Contactés par La Presse, le ministère rwandais de la Justice et celui des Affaires étrangères n'ont pas réagi.

Soins refusés

« Ça fait un petit bout qu'il me disait qu'il ne se sentait pas bien », raconte Gemma Uwamariya.

Léon Mugesera souffrirait d'hypotension et serait atteint de cataractes aux deux yeux avec un risque de cécité.

Malgré ses demandes répétées, « il n'a pas vu un seul médecin depuis qu'il est à Mpanga », il y a plus d'un an et demi, s'insurge sa femme.

« Je suis consternée, il n'y a pas de mot », dit Gemme Uwamariya, femme de Léon Mugesera.

Elle affirme même qu'un infirmier de la prison aurait refusé de donner à son mari des cachets pour le mal de tête en lui assénant : « toi, tu vas crever ici ».

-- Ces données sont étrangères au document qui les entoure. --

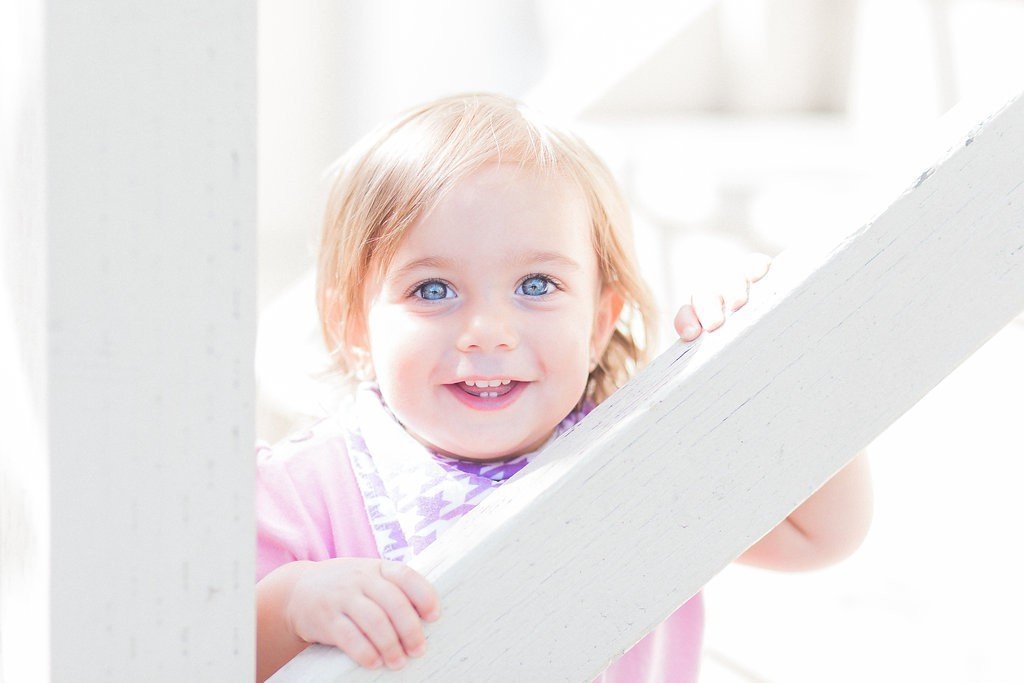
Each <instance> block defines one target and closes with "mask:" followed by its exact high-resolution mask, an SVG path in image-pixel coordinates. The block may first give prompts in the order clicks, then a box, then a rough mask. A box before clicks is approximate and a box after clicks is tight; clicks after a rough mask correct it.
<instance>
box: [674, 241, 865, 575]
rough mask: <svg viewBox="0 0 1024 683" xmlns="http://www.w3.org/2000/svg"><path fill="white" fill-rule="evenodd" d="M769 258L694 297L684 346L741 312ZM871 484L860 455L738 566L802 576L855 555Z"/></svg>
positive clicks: (710, 330) (763, 259) (757, 255)
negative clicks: (752, 566)
mask: <svg viewBox="0 0 1024 683" xmlns="http://www.w3.org/2000/svg"><path fill="white" fill-rule="evenodd" d="M770 264H771V259H770V258H769V257H767V256H765V255H764V254H751V255H750V256H749V257H748V258H746V259H745V261H744V263H743V267H742V274H741V275H738V276H736V278H734V279H733V281H732V282H731V283H729V282H727V283H726V284H725V285H724V286H723V288H722V289H723V290H725V291H724V293H723V294H721V295H719V294H714V293H705V294H695V295H694V296H693V297H692V299H691V303H689V304H685V305H683V306H682V307H681V308H680V309H679V312H677V313H676V319H675V326H676V331H677V332H678V333H679V336H680V337H682V339H683V341H693V340H694V339H696V338H697V337H699V336H700V333H701V331H702V330H708V331H709V332H710V331H713V330H716V329H718V328H719V327H721V326H722V324H723V323H724V322H725V311H724V308H725V306H729V309H730V310H733V311H734V310H738V309H739V308H741V307H742V306H743V305H744V304H745V303H746V300H748V296H749V294H750V286H751V284H753V283H756V282H758V281H759V280H761V278H763V276H764V274H765V273H766V272H768V267H769V265H770ZM871 511H872V496H871V479H870V473H869V471H868V468H867V456H866V455H865V454H863V453H860V454H858V455H857V457H856V458H854V460H853V461H851V462H850V463H849V464H848V465H847V466H846V467H844V468H843V469H842V470H840V471H839V472H838V473H837V474H836V475H835V476H834V477H833V478H831V479H829V480H828V481H827V482H825V484H824V485H823V486H821V488H819V489H818V490H817V492H816V493H815V494H814V495H812V496H811V497H810V498H809V499H807V500H806V501H804V503H803V504H802V505H801V506H800V507H799V508H797V509H796V510H794V511H793V512H792V513H791V514H790V516H788V517H786V518H785V519H784V520H783V521H782V523H780V524H779V525H778V526H776V527H775V528H773V529H772V530H771V531H769V532H768V533H767V535H765V536H764V537H763V538H762V539H761V540H760V541H758V542H757V543H756V544H754V545H753V546H751V547H750V548H749V549H748V550H746V552H744V553H743V554H742V555H740V556H739V557H738V558H737V559H736V561H737V562H741V563H744V564H752V565H755V566H759V567H763V568H766V569H779V570H783V571H800V570H803V569H816V568H818V567H823V566H826V565H828V564H834V563H835V562H838V561H840V560H842V559H844V558H845V557H848V556H849V555H850V554H852V553H853V551H854V550H856V549H857V548H858V547H859V546H860V544H861V543H862V542H863V540H864V538H865V537H866V536H867V529H868V527H869V526H870V524H871Z"/></svg>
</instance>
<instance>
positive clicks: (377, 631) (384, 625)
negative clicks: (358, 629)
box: [346, 596, 406, 669]
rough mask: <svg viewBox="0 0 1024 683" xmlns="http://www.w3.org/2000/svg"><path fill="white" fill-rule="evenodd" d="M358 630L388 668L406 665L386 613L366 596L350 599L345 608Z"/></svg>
mask: <svg viewBox="0 0 1024 683" xmlns="http://www.w3.org/2000/svg"><path fill="white" fill-rule="evenodd" d="M346 611H347V613H348V616H349V618H351V620H352V621H353V622H354V623H355V625H356V626H357V627H359V630H361V631H362V633H364V634H366V636H367V638H369V639H370V642H371V643H373V645H374V647H376V648H377V651H378V652H379V653H380V655H381V658H383V659H384V664H386V665H387V666H388V668H389V669H400V668H401V667H403V666H404V665H406V653H404V652H403V651H402V649H401V644H400V643H399V642H398V634H396V633H395V631H394V627H393V626H392V625H391V620H390V618H388V615H387V613H386V612H385V611H384V609H383V608H381V606H380V605H378V604H377V603H376V602H374V601H373V600H371V599H370V598H368V597H366V596H360V597H359V598H356V599H354V600H352V602H351V604H350V605H349V606H348V609H347V610H346Z"/></svg>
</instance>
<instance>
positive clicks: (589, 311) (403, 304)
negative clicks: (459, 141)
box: [366, 164, 622, 460]
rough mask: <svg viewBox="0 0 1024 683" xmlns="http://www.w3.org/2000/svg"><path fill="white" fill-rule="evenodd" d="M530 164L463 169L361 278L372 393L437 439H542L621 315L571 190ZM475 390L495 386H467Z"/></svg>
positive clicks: (583, 214)
mask: <svg viewBox="0 0 1024 683" xmlns="http://www.w3.org/2000/svg"><path fill="white" fill-rule="evenodd" d="M535 173H536V172H535V171H532V170H530V169H529V168H525V169H520V168H518V166H516V165H498V164H490V165H487V166H484V167H483V168H482V169H480V170H479V171H477V172H476V173H474V174H472V175H470V176H469V177H467V178H466V179H465V180H463V181H462V182H460V183H459V184H457V185H456V186H455V187H453V188H452V191H451V193H450V194H449V195H447V196H446V197H445V198H444V199H443V200H441V202H440V203H439V204H438V205H437V206H436V208H435V209H434V210H433V211H432V212H430V213H429V214H428V215H426V216H424V217H423V218H421V219H420V220H419V221H418V222H417V223H416V224H414V225H413V227H412V228H411V229H410V231H409V232H408V233H407V236H406V237H404V239H403V241H402V243H401V245H400V247H399V249H398V251H397V253H396V254H395V257H394V259H393V260H392V262H391V264H390V266H389V268H388V271H387V273H386V274H385V275H384V279H383V281H380V282H374V283H372V284H370V285H369V286H368V291H367V299H366V301H367V308H366V310H367V328H368V329H367V337H368V342H369V349H370V354H371V359H372V361H373V367H374V370H375V372H376V375H377V381H378V382H379V384H380V388H381V393H382V394H383V395H384V399H385V401H386V402H387V404H388V407H389V408H390V409H391V410H392V412H393V413H394V414H395V416H396V417H397V418H398V420H399V421H400V422H401V423H402V425H404V427H406V429H407V430H408V431H409V432H410V433H411V434H412V435H413V436H414V437H416V438H417V439H418V440H420V441H421V442H423V443H425V444H426V445H428V446H429V447H432V449H434V450H435V451H438V452H440V453H444V454H447V455H451V456H456V457H460V458H463V459H467V460H495V459H502V458H509V457H513V456H516V455H520V454H523V453H527V452H529V451H532V450H535V449H537V447H539V446H540V445H542V444H543V443H544V441H545V440H546V439H547V438H548V437H549V436H550V435H551V433H552V430H553V429H554V427H555V426H556V425H557V424H558V423H559V422H560V421H561V420H562V419H563V418H564V417H565V416H566V415H568V413H569V412H571V410H572V408H573V407H574V405H575V403H577V401H578V400H579V399H580V397H581V396H582V395H583V392H584V389H585V387H586V383H587V376H588V373H589V371H590V360H591V357H593V358H595V359H597V358H599V357H600V353H601V352H602V351H603V350H604V346H605V344H606V343H607V339H608V338H609V336H610V334H611V331H612V328H613V325H614V322H615V318H617V316H618V311H620V309H621V307H622V300H621V299H620V297H618V296H617V295H614V294H612V293H611V290H605V291H604V292H602V291H601V288H600V286H599V275H598V264H597V256H596V254H595V253H594V248H593V246H592V244H591V221H590V216H589V213H588V210H587V205H586V203H585V199H584V197H583V195H582V193H581V191H580V189H579V188H577V187H575V186H574V185H573V184H571V183H570V182H569V181H567V180H565V179H563V178H560V177H557V176H551V177H547V178H545V177H541V176H539V175H536V174H535ZM466 380H512V382H511V383H510V384H507V385H499V386H497V387H494V388H481V387H470V386H468V385H467V384H466V383H465V382H466ZM510 389H511V390H510ZM481 392H486V393H487V394H489V393H490V392H497V393H498V394H499V395H498V396H497V397H492V396H489V395H484V396H482V397H478V396H474V395H471V394H473V393H476V394H479V393H481ZM506 392H507V393H506Z"/></svg>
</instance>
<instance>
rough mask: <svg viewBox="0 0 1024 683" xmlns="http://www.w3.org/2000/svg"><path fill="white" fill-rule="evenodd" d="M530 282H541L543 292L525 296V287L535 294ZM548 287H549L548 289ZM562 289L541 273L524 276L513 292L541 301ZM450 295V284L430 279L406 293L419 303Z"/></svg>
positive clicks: (519, 282)
mask: <svg viewBox="0 0 1024 683" xmlns="http://www.w3.org/2000/svg"><path fill="white" fill-rule="evenodd" d="M530 281H538V282H543V283H544V291H542V292H540V293H539V294H534V293H530V294H527V293H526V289H527V287H526V286H527V285H529V287H528V289H529V290H530V292H537V288H536V287H535V286H531V285H530ZM549 285H550V286H551V287H549ZM552 288H554V289H552ZM563 289H564V288H563V287H562V285H561V283H559V282H558V281H557V280H555V279H554V278H552V276H551V275H548V274H545V273H543V272H531V273H530V274H528V275H526V276H525V278H523V279H522V280H520V281H519V284H518V285H517V286H516V289H515V291H516V293H517V294H518V293H519V292H520V290H522V294H523V295H524V296H526V297H527V298H531V299H543V298H545V297H547V296H549V295H551V294H554V292H555V291H560V290H563ZM428 292H432V293H433V294H434V298H428V297H427V296H423V295H424V294H426V293H428ZM450 293H451V294H453V295H454V294H455V287H453V286H452V283H450V282H447V281H446V280H441V279H440V278H430V279H428V280H424V281H421V282H419V283H417V284H416V285H414V286H413V287H412V288H410V290H409V292H407V294H406V296H407V297H411V298H415V299H419V300H420V301H444V300H446V299H454V298H456V297H455V296H451V297H450V296H447V295H449V294H450ZM437 295H439V296H437Z"/></svg>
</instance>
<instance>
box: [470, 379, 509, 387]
mask: <svg viewBox="0 0 1024 683" xmlns="http://www.w3.org/2000/svg"><path fill="white" fill-rule="evenodd" d="M511 382H512V380H466V382H465V383H466V385H467V386H477V387H490V386H499V385H501V384H510V383H511Z"/></svg>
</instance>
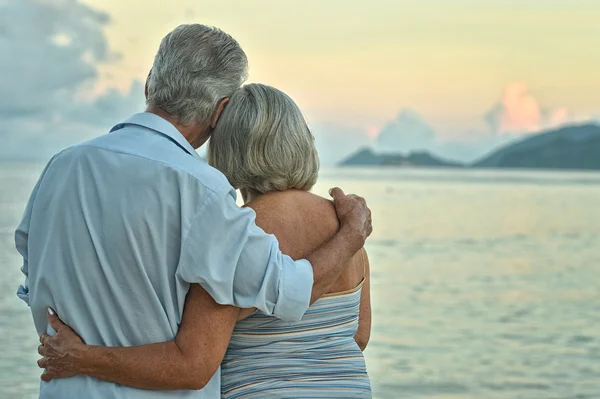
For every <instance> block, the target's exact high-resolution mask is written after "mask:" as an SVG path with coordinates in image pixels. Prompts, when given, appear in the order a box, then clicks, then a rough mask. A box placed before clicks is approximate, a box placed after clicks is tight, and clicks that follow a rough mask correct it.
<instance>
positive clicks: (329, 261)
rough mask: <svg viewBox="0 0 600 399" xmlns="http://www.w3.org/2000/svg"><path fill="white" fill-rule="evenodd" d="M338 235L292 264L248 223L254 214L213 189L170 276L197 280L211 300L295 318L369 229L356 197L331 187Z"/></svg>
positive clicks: (191, 231)
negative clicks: (338, 226) (212, 298)
mask: <svg viewBox="0 0 600 399" xmlns="http://www.w3.org/2000/svg"><path fill="white" fill-rule="evenodd" d="M332 196H333V198H334V204H335V206H336V212H337V214H338V218H339V219H340V230H339V232H338V233H337V234H336V235H335V236H334V237H333V238H332V239H331V240H330V241H329V242H327V243H326V244H324V245H323V246H322V247H321V248H319V249H317V250H316V251H314V252H313V253H312V254H310V255H309V256H307V259H305V260H298V261H293V260H292V259H291V258H290V257H289V256H287V255H284V254H282V253H281V251H280V250H279V245H278V242H277V239H276V238H275V237H274V236H273V235H268V234H266V233H265V232H264V231H263V230H261V229H260V228H259V227H257V226H256V224H255V222H254V220H255V213H254V211H252V210H251V209H248V208H244V209H240V208H239V207H238V206H237V205H236V204H235V199H234V198H233V197H232V196H231V195H229V194H225V195H221V196H219V194H215V198H212V199H211V200H210V201H208V202H207V203H206V204H205V205H204V206H203V207H202V208H201V209H200V210H199V211H198V213H197V214H196V216H195V217H194V219H193V220H192V223H191V225H190V227H189V229H188V231H187V233H186V236H185V239H184V242H183V244H182V254H181V258H180V263H179V269H178V272H177V273H178V276H179V277H180V278H181V279H182V280H184V281H186V282H188V283H190V284H194V283H198V284H200V285H202V287H203V288H204V289H206V291H208V293H209V294H210V295H211V296H212V297H213V298H214V299H215V301H216V302H217V303H220V304H224V305H234V306H236V307H240V308H253V307H255V308H258V309H260V310H261V311H262V312H263V313H265V314H267V315H274V316H276V317H278V318H280V319H284V320H290V321H293V320H299V319H300V318H301V317H302V315H303V314H304V312H305V311H306V309H308V306H309V304H310V303H311V302H314V301H315V300H316V299H318V298H319V297H321V296H322V295H323V294H325V293H326V292H327V290H328V289H329V287H330V286H331V285H332V284H333V283H334V282H335V281H336V280H337V278H338V277H339V275H340V274H341V272H342V271H343V269H344V267H345V266H346V265H347V263H348V261H349V260H350V258H351V257H352V256H353V255H354V254H355V253H356V252H357V251H358V250H359V249H360V248H362V247H363V245H364V242H365V240H366V238H367V237H368V236H369V235H370V233H371V230H372V228H371V215H370V211H369V209H368V208H367V206H366V203H365V201H364V199H362V198H360V197H357V196H354V195H348V196H347V195H345V194H344V193H343V192H342V190H340V189H339V188H336V189H333V190H332Z"/></svg>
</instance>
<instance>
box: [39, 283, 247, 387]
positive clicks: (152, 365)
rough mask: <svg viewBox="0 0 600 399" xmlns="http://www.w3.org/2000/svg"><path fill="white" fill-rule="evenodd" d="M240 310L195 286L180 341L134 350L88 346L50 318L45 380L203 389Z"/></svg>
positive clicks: (213, 369)
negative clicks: (74, 375) (84, 374)
mask: <svg viewBox="0 0 600 399" xmlns="http://www.w3.org/2000/svg"><path fill="white" fill-rule="evenodd" d="M239 311H240V310H239V309H238V308H235V307H233V306H224V305H219V304H217V303H216V302H215V301H214V300H213V299H212V297H211V296H210V295H208V293H207V292H206V291H205V290H204V289H203V288H202V287H200V285H198V284H192V285H191V287H190V291H189V293H188V295H187V298H186V302H185V308H184V312H183V320H182V322H181V328H180V330H179V333H178V334H177V337H176V338H175V340H173V341H169V342H163V343H157V344H149V345H142V346H134V347H102V346H90V345H85V344H84V343H83V341H81V339H80V338H79V337H78V336H77V335H76V334H75V333H74V332H73V330H71V329H70V328H69V327H68V326H66V325H65V324H63V323H62V322H61V321H60V319H59V318H58V316H57V315H49V320H50V323H51V325H52V327H53V328H54V330H55V331H56V332H57V334H56V335H55V336H52V337H51V336H48V335H46V334H44V335H42V337H41V338H40V341H41V342H42V345H40V348H39V352H40V354H41V355H43V356H44V358H43V359H41V360H40V361H38V365H39V366H40V367H41V368H46V371H45V372H44V373H43V374H42V380H44V381H49V380H51V379H53V378H64V377H69V376H72V375H75V374H85V375H89V376H92V377H96V378H99V379H102V380H104V381H110V382H114V383H117V384H121V385H127V386H131V387H134V388H142V389H163V390H175V389H202V388H204V386H206V384H207V383H208V382H209V381H210V379H211V378H212V376H213V374H214V373H215V371H216V370H217V368H218V367H219V365H220V364H221V361H222V360H223V357H224V356H225V351H226V350H227V345H228V344H229V340H230V338H231V333H232V331H233V328H234V326H235V322H236V320H237V318H238V313H239Z"/></svg>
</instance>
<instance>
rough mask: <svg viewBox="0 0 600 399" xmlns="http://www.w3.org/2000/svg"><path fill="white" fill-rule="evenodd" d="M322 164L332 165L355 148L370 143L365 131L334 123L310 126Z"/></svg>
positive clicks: (323, 165) (370, 139)
mask: <svg viewBox="0 0 600 399" xmlns="http://www.w3.org/2000/svg"><path fill="white" fill-rule="evenodd" d="M311 130H312V133H313V135H314V136H315V144H316V146H317V150H318V151H319V158H320V159H321V165H322V166H333V165H335V164H337V163H338V162H340V161H341V160H342V159H344V158H346V157H347V156H348V155H349V154H351V153H353V152H354V151H356V149H357V148H361V147H364V146H370V145H372V140H371V138H370V137H369V135H368V134H367V132H366V131H364V130H362V129H358V128H353V127H347V126H339V125H334V124H316V125H314V126H311Z"/></svg>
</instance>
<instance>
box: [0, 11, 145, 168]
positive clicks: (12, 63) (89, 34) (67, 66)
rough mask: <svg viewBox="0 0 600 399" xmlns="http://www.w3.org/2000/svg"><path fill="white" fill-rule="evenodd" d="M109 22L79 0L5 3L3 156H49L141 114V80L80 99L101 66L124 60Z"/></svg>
mask: <svg viewBox="0 0 600 399" xmlns="http://www.w3.org/2000/svg"><path fill="white" fill-rule="evenodd" d="M108 22H109V17H108V16H107V15H106V14H104V13H102V12H98V11H96V10H94V9H92V8H90V7H88V6H86V5H84V4H82V3H81V2H79V1H78V0H52V1H50V0H9V1H8V2H6V3H2V2H0V53H1V54H3V56H2V57H0V93H2V94H1V96H0V139H1V140H2V146H0V158H12V159H43V158H48V157H49V156H51V155H52V154H54V153H55V152H57V151H59V150H60V149H62V148H64V147H65V146H68V145H71V144H74V143H76V142H80V141H84V140H86V139H88V138H90V137H92V136H94V135H97V134H100V133H103V132H105V131H107V130H108V129H109V128H110V127H111V126H112V125H113V124H115V123H117V122H119V121H120V120H122V119H123V118H125V117H127V116H128V115H129V114H131V113H133V112H135V111H137V110H140V109H141V106H143V87H142V85H141V83H139V82H134V83H133V84H132V87H131V90H130V92H129V93H120V92H118V91H116V90H108V91H107V92H105V93H103V94H101V95H99V96H97V97H95V98H91V99H89V100H82V99H81V98H82V95H81V94H82V93H84V92H85V91H86V90H89V89H90V88H91V87H92V86H93V84H94V82H95V81H96V80H97V78H98V65H99V64H101V63H106V62H111V61H113V60H116V59H118V55H116V54H114V53H111V51H110V50H109V47H108V44H107V41H106V38H105V36H104V27H105V25H106V24H107V23H108Z"/></svg>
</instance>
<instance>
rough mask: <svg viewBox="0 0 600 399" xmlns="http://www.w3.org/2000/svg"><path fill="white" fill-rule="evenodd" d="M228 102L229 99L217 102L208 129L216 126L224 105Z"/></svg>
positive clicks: (215, 126)
mask: <svg viewBox="0 0 600 399" xmlns="http://www.w3.org/2000/svg"><path fill="white" fill-rule="evenodd" d="M228 102H229V97H225V98H222V99H220V100H219V102H218V103H217V108H215V112H214V113H213V116H212V118H211V120H210V127H212V128H213V129H214V128H215V127H216V126H217V121H218V120H219V117H220V116H221V113H222V112H223V110H224V109H225V104H227V103H228Z"/></svg>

Le moral de Léon Mugesera serait également au plus bas ; dans la lettre qu'il a fait parvenir à son avocat, lundi, l'homme demande que ses proches prient en sa faveur en disant « un rosaire pour [lui] chaque jour ».

Léon Mugesera « n'a plus le contrôle de l'éclairage dans sa cellule » depuis quelque temps, ajoute David Pavot, si bien que « la lumière reste parfois allumée toute la nuit ».

Kigali rabrouée au tribunal

La dégradation de l'état de santé de Léon Mugesera survient deux mois après que la Cour africaine des droits de l'homme et des peuples ait rabroué Kigali à son sujet.

Dans une décision rendue à la fin de septembre, la Cour avait sommé Kigali de « s'abstenir de toute action » pouvant nuire à la santé de Léon Mugesera, ainsi que de lui permettre d'avoir accès à ses avocats et de communiquer avec sa famille « sans entrave ».

Kigali n'a pas donné suite à l'ordonnance de la Cour, déplore Me Rudakemwa.

« L'absence de suivi » de la part du Canada dans ce dossier est également dénoncée par le professeur David Pavot.

« Il serait temps que le gouvernement canadien s'inquiète de la condition d'une personne qu'il a renvoyée en clamant haut et fort qu'elle serait bien traitée, a-t-il déclaré à La Presse, ce qui n'est manifestement pas le cas. »

Le cabinet de la ministre des Affaires étrangères du Canada, Chrystia Freeland, n'a pas répondu aux questions de La Presse.